Right, so - Malware generally wants to do something malicious, hence the naming. This could be encrypting your drive for a ransom, deleting important files, messing up your system in various ways, sending your private details to a server without your permission etc. Because malware generally does one or more of a set of somewhat well defined possibilities of malicious activities we at least have something to screen for. This could lead to false positives - for instance, looking at which programs encrypt your data could lead to a valid encryption tool being flagged as malware, but you'd likely know it's good since you asked for it yourself.

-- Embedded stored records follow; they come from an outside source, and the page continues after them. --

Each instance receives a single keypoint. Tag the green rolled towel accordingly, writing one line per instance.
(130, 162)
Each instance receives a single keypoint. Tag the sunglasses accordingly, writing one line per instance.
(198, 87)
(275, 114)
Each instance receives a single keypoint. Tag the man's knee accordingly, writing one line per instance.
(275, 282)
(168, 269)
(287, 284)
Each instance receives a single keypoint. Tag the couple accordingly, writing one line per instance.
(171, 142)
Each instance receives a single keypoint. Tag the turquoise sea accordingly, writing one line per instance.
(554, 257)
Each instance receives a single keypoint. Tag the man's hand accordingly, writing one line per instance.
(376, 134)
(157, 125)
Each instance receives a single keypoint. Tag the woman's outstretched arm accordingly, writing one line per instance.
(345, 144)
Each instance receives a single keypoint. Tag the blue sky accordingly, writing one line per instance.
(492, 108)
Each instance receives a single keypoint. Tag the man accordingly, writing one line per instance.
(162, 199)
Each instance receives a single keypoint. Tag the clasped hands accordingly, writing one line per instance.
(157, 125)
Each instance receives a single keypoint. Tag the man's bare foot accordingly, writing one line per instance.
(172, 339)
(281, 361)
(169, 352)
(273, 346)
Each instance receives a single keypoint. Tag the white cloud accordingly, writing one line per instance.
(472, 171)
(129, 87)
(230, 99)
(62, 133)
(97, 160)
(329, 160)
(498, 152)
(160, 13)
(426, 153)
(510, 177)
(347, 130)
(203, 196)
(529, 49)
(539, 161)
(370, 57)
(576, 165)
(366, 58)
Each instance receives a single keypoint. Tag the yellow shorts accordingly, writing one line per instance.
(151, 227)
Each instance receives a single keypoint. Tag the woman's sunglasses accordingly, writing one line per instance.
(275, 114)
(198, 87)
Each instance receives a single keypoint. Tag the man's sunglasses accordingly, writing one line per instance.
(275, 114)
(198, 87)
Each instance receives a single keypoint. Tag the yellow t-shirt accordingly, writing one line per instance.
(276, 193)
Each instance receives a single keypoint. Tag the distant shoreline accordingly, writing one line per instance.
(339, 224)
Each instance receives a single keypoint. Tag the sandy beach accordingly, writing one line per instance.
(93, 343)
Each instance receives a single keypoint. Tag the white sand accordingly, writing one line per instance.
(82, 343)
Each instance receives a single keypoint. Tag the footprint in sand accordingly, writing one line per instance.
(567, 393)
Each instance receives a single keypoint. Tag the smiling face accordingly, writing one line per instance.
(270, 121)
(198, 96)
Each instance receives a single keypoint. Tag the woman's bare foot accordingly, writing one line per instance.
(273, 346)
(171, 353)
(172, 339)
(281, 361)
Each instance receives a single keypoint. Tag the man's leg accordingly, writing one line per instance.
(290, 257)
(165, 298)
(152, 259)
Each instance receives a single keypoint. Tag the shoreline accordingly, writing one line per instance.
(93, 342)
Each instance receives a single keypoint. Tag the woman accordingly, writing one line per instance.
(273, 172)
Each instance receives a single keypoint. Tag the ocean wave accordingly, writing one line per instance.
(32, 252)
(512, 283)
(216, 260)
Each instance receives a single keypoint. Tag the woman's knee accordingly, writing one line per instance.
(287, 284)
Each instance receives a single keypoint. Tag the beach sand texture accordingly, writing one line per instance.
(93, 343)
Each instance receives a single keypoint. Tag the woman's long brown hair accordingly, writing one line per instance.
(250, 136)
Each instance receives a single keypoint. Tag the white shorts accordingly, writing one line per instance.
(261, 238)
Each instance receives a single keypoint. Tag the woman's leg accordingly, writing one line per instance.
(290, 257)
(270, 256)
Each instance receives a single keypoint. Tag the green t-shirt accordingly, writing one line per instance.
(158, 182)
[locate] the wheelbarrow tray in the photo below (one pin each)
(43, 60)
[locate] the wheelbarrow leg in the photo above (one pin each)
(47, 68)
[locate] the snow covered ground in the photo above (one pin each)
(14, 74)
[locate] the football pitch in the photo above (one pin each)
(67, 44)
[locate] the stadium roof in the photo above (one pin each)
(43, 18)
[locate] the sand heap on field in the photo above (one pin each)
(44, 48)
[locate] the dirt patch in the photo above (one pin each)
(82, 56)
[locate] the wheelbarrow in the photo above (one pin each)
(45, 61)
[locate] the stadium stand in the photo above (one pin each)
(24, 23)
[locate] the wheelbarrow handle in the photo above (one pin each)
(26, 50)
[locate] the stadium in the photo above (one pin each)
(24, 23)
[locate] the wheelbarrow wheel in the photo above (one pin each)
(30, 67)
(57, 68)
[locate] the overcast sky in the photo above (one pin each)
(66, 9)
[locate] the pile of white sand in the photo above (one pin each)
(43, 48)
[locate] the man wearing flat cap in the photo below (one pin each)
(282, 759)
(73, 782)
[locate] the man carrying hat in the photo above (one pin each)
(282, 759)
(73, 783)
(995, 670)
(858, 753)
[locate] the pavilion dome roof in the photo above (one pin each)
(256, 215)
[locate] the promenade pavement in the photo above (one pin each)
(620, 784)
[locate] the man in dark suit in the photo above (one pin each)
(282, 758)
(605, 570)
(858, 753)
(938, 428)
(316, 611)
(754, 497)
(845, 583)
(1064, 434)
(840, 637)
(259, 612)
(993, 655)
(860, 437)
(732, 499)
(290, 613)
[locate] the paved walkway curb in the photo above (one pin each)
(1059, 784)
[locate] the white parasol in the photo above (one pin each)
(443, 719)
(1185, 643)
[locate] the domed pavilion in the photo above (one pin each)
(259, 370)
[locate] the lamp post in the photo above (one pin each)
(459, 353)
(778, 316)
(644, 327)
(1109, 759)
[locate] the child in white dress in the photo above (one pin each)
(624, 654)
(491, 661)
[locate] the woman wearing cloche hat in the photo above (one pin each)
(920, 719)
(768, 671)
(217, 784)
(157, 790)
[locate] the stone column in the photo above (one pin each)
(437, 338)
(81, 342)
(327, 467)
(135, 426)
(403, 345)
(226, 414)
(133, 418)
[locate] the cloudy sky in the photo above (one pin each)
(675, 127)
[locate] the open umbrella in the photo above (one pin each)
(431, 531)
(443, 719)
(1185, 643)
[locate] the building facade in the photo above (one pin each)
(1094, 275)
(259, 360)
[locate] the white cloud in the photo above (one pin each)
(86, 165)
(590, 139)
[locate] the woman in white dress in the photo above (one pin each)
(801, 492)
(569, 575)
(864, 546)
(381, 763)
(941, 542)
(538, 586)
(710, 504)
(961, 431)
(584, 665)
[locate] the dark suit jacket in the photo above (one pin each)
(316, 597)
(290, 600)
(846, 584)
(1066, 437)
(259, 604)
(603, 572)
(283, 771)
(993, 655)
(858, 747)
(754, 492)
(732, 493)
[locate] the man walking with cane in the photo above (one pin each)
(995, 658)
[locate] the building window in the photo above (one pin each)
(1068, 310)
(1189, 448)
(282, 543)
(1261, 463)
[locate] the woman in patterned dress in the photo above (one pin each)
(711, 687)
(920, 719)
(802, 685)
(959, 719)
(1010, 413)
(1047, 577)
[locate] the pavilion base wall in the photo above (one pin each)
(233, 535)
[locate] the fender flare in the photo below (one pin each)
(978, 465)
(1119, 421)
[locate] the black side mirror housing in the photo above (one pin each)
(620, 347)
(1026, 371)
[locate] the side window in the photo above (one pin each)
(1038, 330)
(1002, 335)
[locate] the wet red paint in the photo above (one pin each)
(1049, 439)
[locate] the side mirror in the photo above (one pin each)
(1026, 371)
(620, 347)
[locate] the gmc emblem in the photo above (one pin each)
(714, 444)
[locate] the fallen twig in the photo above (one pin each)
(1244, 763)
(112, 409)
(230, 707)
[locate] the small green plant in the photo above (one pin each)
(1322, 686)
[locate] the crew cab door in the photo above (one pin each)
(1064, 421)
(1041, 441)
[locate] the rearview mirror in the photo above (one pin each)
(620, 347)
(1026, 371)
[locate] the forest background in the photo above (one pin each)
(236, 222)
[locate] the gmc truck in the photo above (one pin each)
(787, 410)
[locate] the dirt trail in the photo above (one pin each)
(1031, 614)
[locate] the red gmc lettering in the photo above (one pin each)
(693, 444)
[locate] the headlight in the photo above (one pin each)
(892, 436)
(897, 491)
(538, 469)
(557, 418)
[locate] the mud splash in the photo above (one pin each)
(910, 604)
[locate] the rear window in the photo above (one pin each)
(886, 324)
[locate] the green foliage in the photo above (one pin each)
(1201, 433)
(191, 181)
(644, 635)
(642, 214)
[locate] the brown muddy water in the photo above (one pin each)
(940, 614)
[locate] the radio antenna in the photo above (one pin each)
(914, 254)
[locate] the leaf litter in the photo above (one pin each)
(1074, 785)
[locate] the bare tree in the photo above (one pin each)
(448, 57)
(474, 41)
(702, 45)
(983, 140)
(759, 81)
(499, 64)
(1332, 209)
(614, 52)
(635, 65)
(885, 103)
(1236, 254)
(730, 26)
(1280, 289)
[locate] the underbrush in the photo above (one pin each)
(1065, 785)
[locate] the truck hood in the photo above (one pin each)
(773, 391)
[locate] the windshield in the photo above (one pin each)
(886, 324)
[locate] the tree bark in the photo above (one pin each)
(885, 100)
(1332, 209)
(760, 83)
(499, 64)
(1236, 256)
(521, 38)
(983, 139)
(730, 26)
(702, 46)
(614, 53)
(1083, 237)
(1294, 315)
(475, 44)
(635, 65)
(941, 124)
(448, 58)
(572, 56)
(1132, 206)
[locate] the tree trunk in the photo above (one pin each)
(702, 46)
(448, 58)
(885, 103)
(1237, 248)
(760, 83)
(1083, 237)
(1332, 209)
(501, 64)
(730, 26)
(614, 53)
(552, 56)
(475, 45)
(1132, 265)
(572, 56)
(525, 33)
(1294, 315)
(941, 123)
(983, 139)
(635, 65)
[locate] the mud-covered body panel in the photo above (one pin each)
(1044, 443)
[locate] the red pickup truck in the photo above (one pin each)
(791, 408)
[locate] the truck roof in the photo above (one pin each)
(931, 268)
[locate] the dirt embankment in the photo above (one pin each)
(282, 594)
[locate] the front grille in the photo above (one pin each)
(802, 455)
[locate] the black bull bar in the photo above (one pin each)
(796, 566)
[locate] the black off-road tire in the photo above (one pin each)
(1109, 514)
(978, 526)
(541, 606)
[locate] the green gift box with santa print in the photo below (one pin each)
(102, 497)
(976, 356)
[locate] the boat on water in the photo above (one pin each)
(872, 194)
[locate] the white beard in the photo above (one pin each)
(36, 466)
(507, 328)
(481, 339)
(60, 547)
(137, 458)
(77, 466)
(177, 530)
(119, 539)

Thus, there are things that we can look for to detect malware. But if the software is really clever, it can do a lot to throw us off. For instance, if it's sending your private data to a server, it could send a few kb every few days or hours. This is such small amount and not really unrealistic of a process to do , so we might never notice.
Security generally is a very, very complex issue. We've got a lot of really clever people working hard on both sides of the war. In theory there could be malware on every single device in the world, hidden from sight and anybody's knowledge aside from the select few, who gather details on us all... Sorry, did I blow your secret NSA?
Anyways, the point is that it's theoretically possible, but security is a cat-and-mouse game, and it's super hard to hide for long because there are really smart people whose job it is to find you, discover your patterns and get rid of you.
The most primitive anti-malware method is just to screen for known malicious executable file names, but obviously you can hide from that just by changing your file name. There are then also those that save an MD5 hash of the executable content, but then you could use the same method as before but write it slightly differently and that detection method would fail too. And you could also screen for behaviour as mentioned earlier. Many options.
The short version is theoretically, yes, but I'd say it likely wouldn't take too long for the security teams to catch up. Though we certainly have seen long periods of uncaught malware in the past.